Se calhar
Dias depois de PS, PSD, CDS-PP, Chega e Iniciativa Liberal terem ‘chumbado’ na Assembleia da República o projecto de resolução do PCP que recomendava ao Governo o aumento do Salário Mínimo Nacional para 850 euros, o presidente da CIP, António Saraiva, afirmava em entrevista à Antena 1 e ao Jornal de Negócios que «se calhar», em 2022, «não há condições» para aumentar o SMN para os 705 euros; que não faz sentido manter a meta dos 750 euros até 2023; e que é «contra qualquer aumento irracional» do salário mínimo.
As duas situações são reveladoras de como é actual o princípio «os trabalhadores que paguem a crise», seja sob o manto diáfano da hipocrisia, seja à crua luz da realidade.
Na AR, a rejeição de uma iniciativa sem força de lei ilustra bem como nem no domínio das intenções existe vontade de pôr fim aos salários de miséria, principal causa da pobreza em Portugal: recorde-se que a maioria das pessoas nesta situação trabalha, sendo que a maior parte, 32,9%, tem vínculos laborais sem termo e aufere pelo menos o salário mínimo, enquanto 26,6% têm trabalhos precários.
Quanto ao representante dos patrões, os actuais 665 euros devem parecer-lhe uma fortuna e o aumento de 40 euros proposto pelo Governo uma verdadeira exorbitância.
«Se calhar», para António Saraiva, que em Setembro dizia, numa outra entrevista, que aquilo que a CIP quer é que o «Estado saia da frente», para logo se queixar da ausência de apoios estatais às empresas, nomeadamente no respeitante ao fim das moratórias, o «irracional» é as empresas terem de pagar a quem trabalha.
Mas já não é «irracional» que tantos pobres sejam efectivos nos seus postos de trabalho, muitos há mais de uma década e alguns mesmo há mais de duas décadas.

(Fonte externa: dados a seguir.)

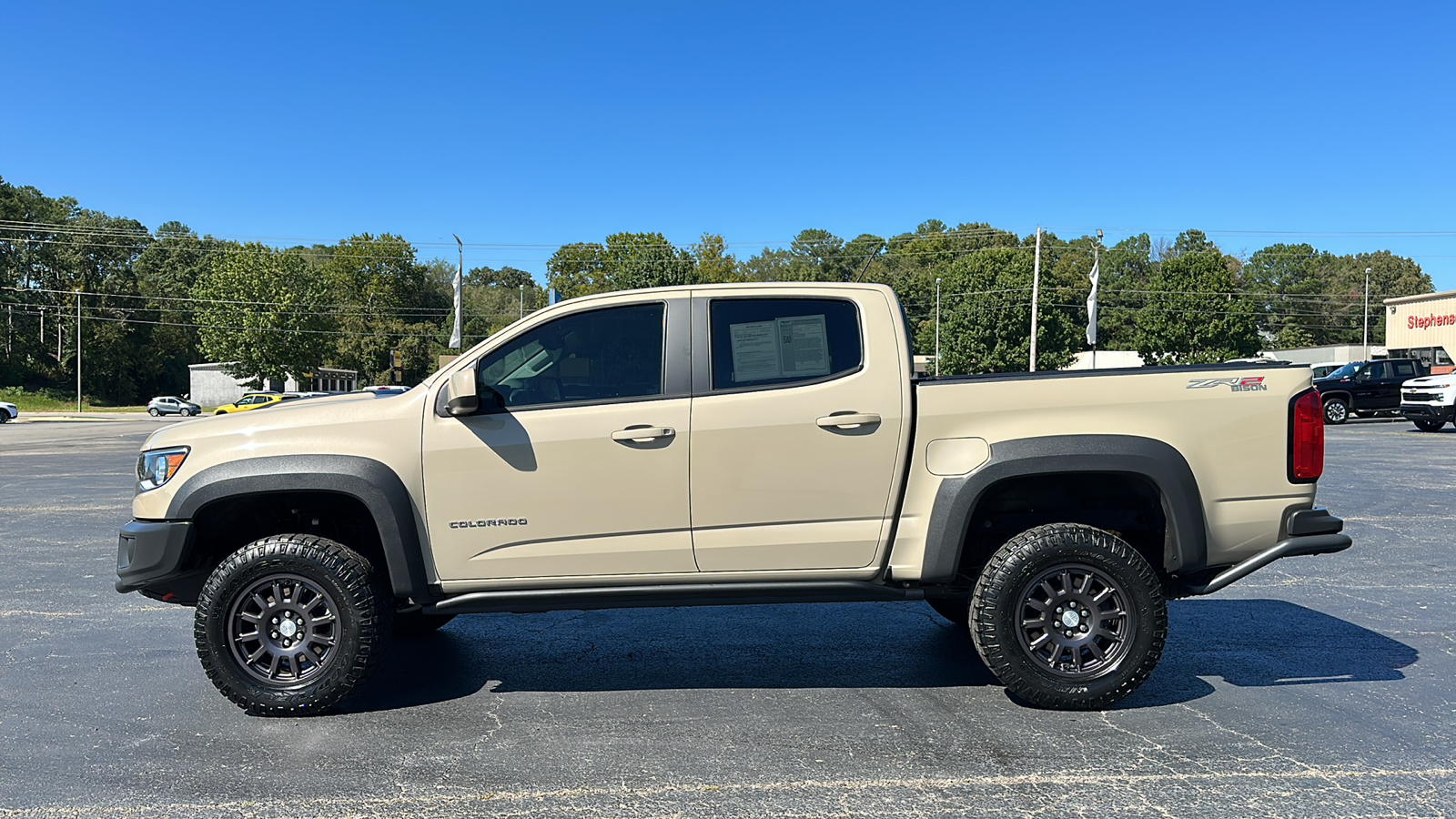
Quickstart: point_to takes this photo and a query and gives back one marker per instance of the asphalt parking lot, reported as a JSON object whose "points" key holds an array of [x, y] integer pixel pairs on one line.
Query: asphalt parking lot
{"points": [[1320, 687]]}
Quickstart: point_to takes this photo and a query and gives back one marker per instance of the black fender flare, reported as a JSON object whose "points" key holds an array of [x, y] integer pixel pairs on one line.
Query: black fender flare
{"points": [[1187, 540], [366, 480]]}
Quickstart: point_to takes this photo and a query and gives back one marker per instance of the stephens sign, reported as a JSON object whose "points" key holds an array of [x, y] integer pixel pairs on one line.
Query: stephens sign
{"points": [[1421, 322]]}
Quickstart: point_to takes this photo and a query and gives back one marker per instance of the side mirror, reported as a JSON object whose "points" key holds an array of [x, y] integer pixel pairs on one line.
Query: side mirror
{"points": [[463, 398]]}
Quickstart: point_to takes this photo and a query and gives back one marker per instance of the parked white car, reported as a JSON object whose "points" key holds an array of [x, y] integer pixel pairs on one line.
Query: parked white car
{"points": [[172, 405], [1429, 401]]}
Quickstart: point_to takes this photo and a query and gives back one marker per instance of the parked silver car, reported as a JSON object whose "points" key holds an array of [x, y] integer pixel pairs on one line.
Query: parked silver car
{"points": [[172, 405]]}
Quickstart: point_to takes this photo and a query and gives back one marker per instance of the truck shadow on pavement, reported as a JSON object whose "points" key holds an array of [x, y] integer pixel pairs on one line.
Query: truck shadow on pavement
{"points": [[1247, 643], [1264, 643]]}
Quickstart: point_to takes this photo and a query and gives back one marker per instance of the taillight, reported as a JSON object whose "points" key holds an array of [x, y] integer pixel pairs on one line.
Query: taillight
{"points": [[1307, 439]]}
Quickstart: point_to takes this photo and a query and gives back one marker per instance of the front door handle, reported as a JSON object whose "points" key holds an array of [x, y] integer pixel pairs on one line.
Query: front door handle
{"points": [[849, 420], [644, 433]]}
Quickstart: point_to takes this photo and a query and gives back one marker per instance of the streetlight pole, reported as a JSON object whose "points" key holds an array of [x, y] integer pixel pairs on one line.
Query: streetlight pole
{"points": [[1036, 292], [1366, 336], [938, 325], [77, 350]]}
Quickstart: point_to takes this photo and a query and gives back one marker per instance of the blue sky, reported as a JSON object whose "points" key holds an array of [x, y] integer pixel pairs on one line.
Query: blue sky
{"points": [[526, 126]]}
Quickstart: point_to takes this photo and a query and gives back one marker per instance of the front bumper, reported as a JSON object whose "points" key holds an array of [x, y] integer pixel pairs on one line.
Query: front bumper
{"points": [[150, 552], [1310, 532], [1427, 411]]}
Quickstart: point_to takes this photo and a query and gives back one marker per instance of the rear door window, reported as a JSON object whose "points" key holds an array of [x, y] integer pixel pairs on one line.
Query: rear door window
{"points": [[761, 343]]}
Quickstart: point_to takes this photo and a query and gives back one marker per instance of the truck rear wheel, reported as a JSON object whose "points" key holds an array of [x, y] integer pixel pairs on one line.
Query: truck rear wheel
{"points": [[1069, 617], [290, 624]]}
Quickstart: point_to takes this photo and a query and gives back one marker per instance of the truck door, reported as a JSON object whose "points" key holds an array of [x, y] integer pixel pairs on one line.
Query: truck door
{"points": [[577, 464], [798, 417]]}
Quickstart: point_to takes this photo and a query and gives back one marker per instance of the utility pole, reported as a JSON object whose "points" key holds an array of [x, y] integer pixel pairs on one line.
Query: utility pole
{"points": [[936, 325], [1097, 248], [1366, 336], [77, 350], [1036, 292]]}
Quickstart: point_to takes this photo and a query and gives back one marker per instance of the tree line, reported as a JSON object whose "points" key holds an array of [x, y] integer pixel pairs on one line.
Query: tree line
{"points": [[155, 302]]}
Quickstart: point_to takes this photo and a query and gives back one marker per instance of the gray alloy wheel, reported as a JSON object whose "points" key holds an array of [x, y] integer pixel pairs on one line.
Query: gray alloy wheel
{"points": [[291, 624], [1069, 617]]}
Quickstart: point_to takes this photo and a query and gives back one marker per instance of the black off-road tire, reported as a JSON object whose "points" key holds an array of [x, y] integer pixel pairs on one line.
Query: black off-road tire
{"points": [[337, 617], [1098, 581], [954, 610], [412, 625]]}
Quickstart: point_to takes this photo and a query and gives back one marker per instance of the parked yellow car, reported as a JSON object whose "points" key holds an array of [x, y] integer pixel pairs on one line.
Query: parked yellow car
{"points": [[251, 401]]}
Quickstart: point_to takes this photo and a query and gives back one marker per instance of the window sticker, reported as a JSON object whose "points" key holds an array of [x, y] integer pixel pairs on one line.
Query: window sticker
{"points": [[803, 346], [754, 351], [788, 347]]}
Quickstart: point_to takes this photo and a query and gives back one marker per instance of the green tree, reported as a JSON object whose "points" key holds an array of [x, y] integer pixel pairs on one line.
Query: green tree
{"points": [[577, 270], [266, 314], [644, 259], [986, 318], [715, 264], [1193, 314], [388, 302]]}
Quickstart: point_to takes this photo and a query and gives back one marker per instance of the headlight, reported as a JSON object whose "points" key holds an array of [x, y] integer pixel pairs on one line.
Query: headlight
{"points": [[157, 465]]}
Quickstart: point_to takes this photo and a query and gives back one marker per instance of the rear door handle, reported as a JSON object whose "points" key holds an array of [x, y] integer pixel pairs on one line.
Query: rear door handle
{"points": [[849, 420], [644, 433]]}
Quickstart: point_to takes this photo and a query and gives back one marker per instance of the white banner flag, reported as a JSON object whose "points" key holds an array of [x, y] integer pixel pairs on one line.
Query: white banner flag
{"points": [[455, 336]]}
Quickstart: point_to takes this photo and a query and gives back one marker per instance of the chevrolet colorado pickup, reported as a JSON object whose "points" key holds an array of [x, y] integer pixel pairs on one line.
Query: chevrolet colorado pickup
{"points": [[749, 443]]}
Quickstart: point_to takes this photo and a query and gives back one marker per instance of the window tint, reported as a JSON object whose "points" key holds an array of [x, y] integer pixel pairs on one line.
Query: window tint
{"points": [[771, 341], [593, 356]]}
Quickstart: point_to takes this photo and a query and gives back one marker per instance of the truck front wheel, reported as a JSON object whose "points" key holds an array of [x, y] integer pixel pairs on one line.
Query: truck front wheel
{"points": [[1069, 617], [290, 624]]}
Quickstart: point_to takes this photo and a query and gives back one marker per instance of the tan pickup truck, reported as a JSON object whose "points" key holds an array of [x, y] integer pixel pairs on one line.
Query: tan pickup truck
{"points": [[720, 445]]}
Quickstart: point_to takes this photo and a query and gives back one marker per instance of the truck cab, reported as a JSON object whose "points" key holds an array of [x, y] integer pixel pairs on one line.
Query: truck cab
{"points": [[1365, 388]]}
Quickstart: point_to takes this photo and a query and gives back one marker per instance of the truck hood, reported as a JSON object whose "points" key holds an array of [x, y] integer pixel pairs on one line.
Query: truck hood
{"points": [[290, 420]]}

Também não deve ser «irracional» que, segundo dados de 2018, quase metade dos desempregados viva em situação de pobreza. Tão pouco será «irracional» que quase um quinto dos portugueses esteja em situação de pobreza: 17,2%, o equivalente a 1,7 milhões de pessoas, de acordo com os últimos indicadores. E muito menos será «irracional» a persistência dos baixos salários no círculo vicioso da pobreza que faz com que esta seja uma herança que se transmite de geração em geração.
A Estratégia Nacional de Combate à Pobreza, agora em discussão pública, parece enfermar da «racionalidade» dos que se opõem ao «aumento irracional» do salário mínimo, apostando no aumento de várias prestações sociais como o abono de família ou o rendimento social de inserção e deixando de fora a rubrica fundamental dos salário dignos.
Tendo presente que o RSI chega a 214 075 pessoas que, em média, recebem pouco mais de 119 euros por mês, e que temos quase dois milhões de pobres, se calhar não é assim que lá vamos.